この時は3281台のドローンを使ったそうです。
こうなるともう前天を覆うドローンディスプレイというのも出てくるかもしれないですね。
SF小説3体みたいな世界になってくるかもしれません。
我々エジプト調査チームはDJI製のドローンを使っています。
ご存知の通りエジプトはイスラエルと緊張関係にありますから、ドローンの使用には特にセンシティブで、
ドローンを遺跡上空で飛ばすためには特別な許可が必要です。
日本製ドローンに関してはヤマハの農業用ドローン以外はあまり試乗を取れていないみたいです。
オリンピック開会式は無観客だったので、客席上空に農業用ドローンで農薬散布のシステムがあります。
農薬じゃなくてお水を入れておいて、お水を撒いて、霧を発生させて、
そこにプロジェクターで観客を映し出すとバーチャル観客ということになりますから、
日本の技術の演出になったなぁと勝手な妄想をしています。
中国の竹トンボであるとかレオナルド・ダ・ビンチのスケッチが起源と考えられるヘリコプターなんですけれども、
こちらは空中で静止できる航空機の一種です。
ドローンに代表されるマルチコプターが普及する前は空中で機体を静止させようと思えば、ヘリコプターがほぼ唯一の選択肢でした。

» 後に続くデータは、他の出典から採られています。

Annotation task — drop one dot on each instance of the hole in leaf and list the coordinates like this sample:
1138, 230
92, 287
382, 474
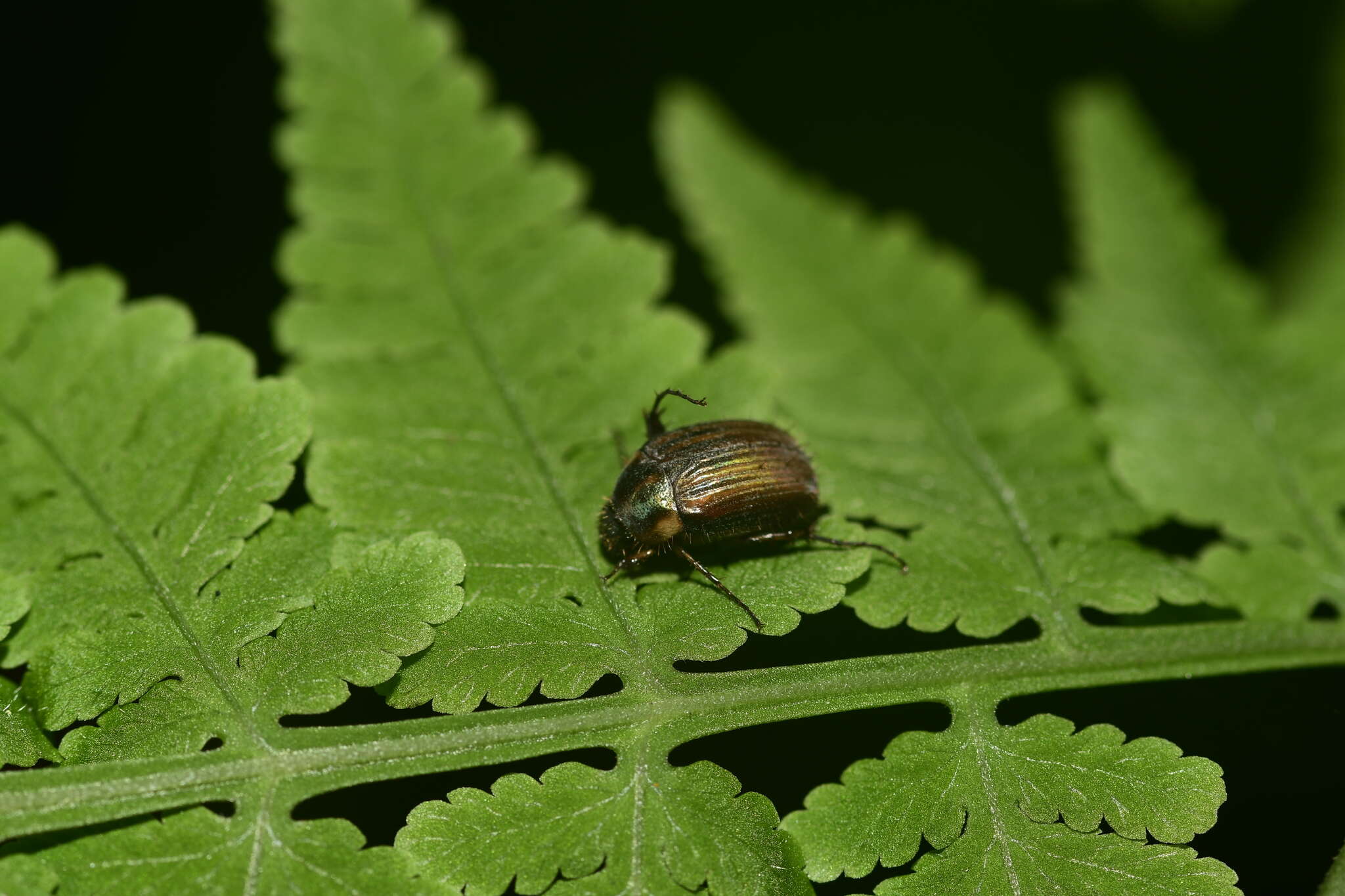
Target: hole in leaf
847, 885
768, 758
606, 684
1325, 610
1165, 614
839, 634
365, 706
296, 495
1277, 736
380, 807
1179, 539
368, 706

従来は小型ラジコンヘリの独壇場だった無人航空機のフィールドも現在は急速にマルチコプターに置き換えられていっています。
バッテリーの小型化や電動モーターの高出力化といった技術革新も一因なんですが、それだけではないんですね。
通常のヘリコプターはローターが一つなのに対してマルチコプターは4個以上のローターを使います。
マルチコプターに使われるブラシレスモーターというモーターは回転数を精緻に制御できるためにローターごとに揚力を調整することで、
マルチコプターの姿勢を精密に制御できるようになったわけです。
これは従来のヘリコプターではできないことだったので、この技術によって従来で難しかった、風のある環境中でも決まった位置に静止するということができるようになりました。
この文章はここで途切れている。